The second lesson I learnt was that I wanted to work with people like Gary, willing to help the whole team, rather than hunting for individual glory. I've since worked with a lot of 'rock star' programmers, and while they always look good to management, they hate sharing information or credit and end up hampering projects no matter how smart they are as individuals. Gary used his massive brain to help make us all more effective instead, and I've always tried to live up to his example.

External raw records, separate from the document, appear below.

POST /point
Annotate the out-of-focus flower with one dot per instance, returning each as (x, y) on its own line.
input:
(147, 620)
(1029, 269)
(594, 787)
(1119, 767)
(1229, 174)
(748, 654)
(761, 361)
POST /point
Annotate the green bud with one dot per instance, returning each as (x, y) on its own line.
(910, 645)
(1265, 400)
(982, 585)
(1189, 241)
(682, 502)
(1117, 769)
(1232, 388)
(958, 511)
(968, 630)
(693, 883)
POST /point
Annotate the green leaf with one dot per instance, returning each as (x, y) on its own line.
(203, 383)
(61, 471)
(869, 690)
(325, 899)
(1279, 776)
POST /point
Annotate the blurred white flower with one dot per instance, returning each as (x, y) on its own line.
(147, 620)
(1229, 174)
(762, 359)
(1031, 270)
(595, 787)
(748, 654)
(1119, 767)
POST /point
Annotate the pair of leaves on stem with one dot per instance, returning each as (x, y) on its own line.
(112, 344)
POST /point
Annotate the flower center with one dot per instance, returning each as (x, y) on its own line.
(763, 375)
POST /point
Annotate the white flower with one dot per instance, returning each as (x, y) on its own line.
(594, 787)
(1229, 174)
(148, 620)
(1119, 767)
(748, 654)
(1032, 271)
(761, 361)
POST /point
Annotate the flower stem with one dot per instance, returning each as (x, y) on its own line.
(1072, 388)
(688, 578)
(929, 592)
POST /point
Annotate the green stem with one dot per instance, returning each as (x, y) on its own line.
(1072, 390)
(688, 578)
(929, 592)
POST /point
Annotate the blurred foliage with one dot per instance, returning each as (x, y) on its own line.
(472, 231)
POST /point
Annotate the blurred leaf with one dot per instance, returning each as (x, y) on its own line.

The code itself was a mess. There were hundreds of pieces of x86 assembler scattered throughout the code base, which was a problem since we were porting to the Playstation's MIPS processor. Usually just a couple of instructions long, and in the middle of functions, these snippets were pretty puzzling. Finally one of the team figured it out; somebody had struggled with C's signed/unsigned casting rules, and so they'd fallen back on the assembler instructions they understood! The whole team had a good laugh at that, and were feeling pretty superior about it all, until Gary quietly pointed out that the programmers responsible were busy swimming in royalties like Scrooge McDuck while we were porting their game for peanuts.

The third lesson I learnt was that you don't need great code to make a great product. I take pride in my work, but there's no shame in doing what it takes to get something shipped. I've seen plenty of projects die a lingering death thanks to creeping elegance!

After 6 months of spiralling into debt I finally managed to get another job, only 2,000 pounds more in salary but in a much cheaper part of the country. Not much of my code made it into the final game, and it was a pretty miserable time of my life to be honest, but sometimes the worst projects are the best teachers.